Where you need to worry is the rsync or equivalent pg_basebackup step. The read I/O from this won't be too bad since it's sequential, but it'll still probably significantly hurt your database's I/O performance, and it'll also tend to push hot data out of RAM cache in favour of less-used data, causing cache thrashing as the more-needed data is then read back in.

You can use nice and ionice to help limit the I/O impact (but not the cache impact); however, there's a cost to that. The backup will take longer, and until you complete the backup and run pg_stop_backup your system is - as I understand it - accumulating WAL it cannot delete, accumulating checkpoint debt for a BIG checkpoint at the end of the backup run, and is accumulating table and index bloat because it can't clean up dead rows. So you really can't afford to have the backup take forever, especially if you have very high churn tables.

In the end, it's hard to say whether you can safely use pg_start_backup and pg_stop_backup for hot backups in your environment. Most people can, but if you're close to the edge of what your hardware can do, have tight timing requirements, cannot afford the risk of a stall, and have very high churn tables as well as very big tables, it might be troublesome.

Unfortunately, you pretty much need to test it and see.

If you can, it might be worth issuing a CHECKPOINT then taking an atomic snapshot of the volume your database is on instead using LVM, your SAN's tools, EBS, or whatever you're on. If you can do this, you can then copy the snapshot at your leisure. This approach isn't suitable for taking a base backup for PITR/warm standby/hot standby, but it's perfectly good for a static backup copy, and is much lower impact on the system. You can only do this if your snapshots are atomic and your entire database including WAL is on a single volume, though.

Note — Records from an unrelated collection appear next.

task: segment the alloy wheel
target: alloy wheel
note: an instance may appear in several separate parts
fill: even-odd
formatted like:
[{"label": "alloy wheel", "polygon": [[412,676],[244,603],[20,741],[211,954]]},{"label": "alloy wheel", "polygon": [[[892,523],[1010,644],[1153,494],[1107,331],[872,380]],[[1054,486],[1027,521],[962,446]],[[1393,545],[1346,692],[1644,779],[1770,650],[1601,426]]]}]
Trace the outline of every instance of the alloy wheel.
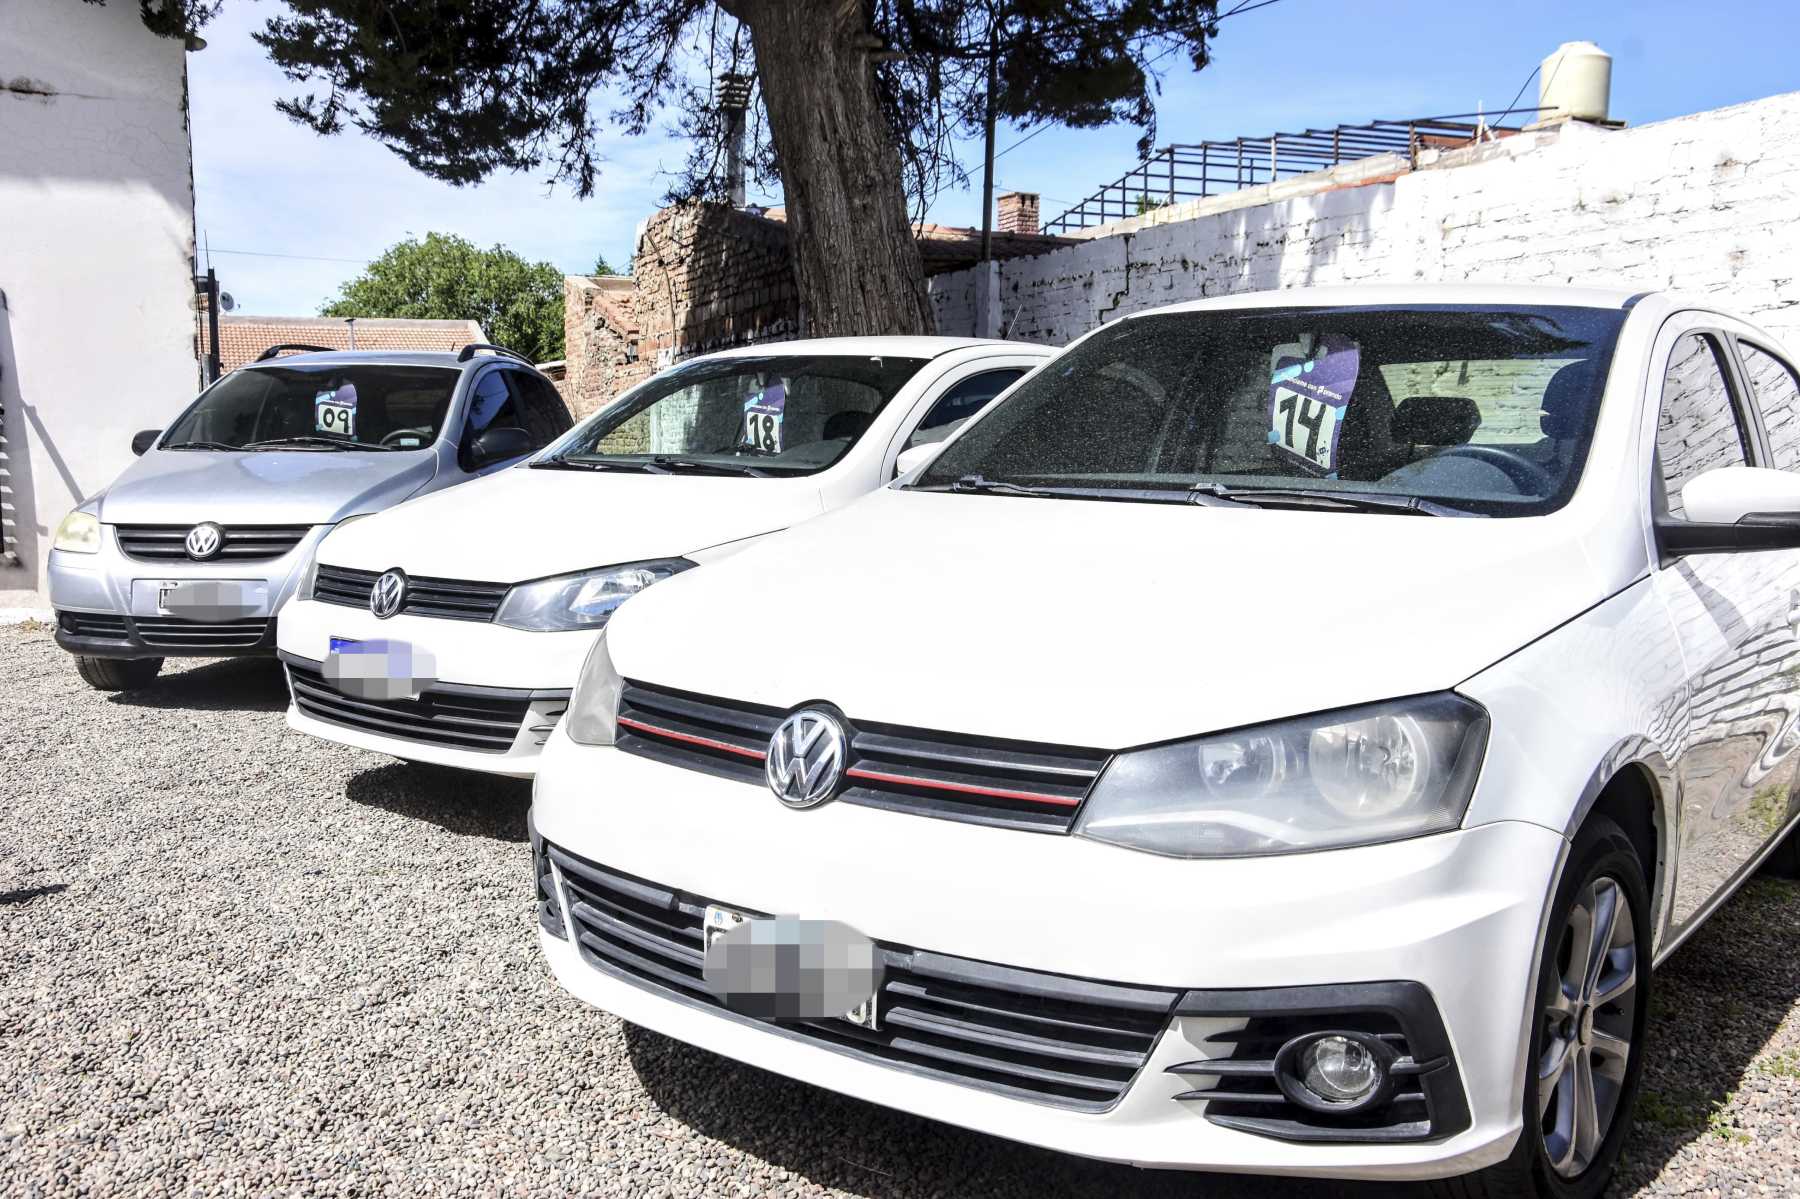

One possibility I haven't yet investigated is combining the two approaches. It occurs to me that one could possibly (untested and possibly wrong and unsafe, I don't know yet):

  • pg_start_backup
  • Trigger snapshots of all tablespaces, the main datadir, and the xlog volume
  • pg_stop_backup
  • Copy WAL up to the final archive from pg_stop_backup
  • Copy the data from the snapshotted volumes

Essentially, the idea is to reduce how long the DB has to be delaying its checkpoints by taking a point-in-time of each volume that you can copy at your leisure.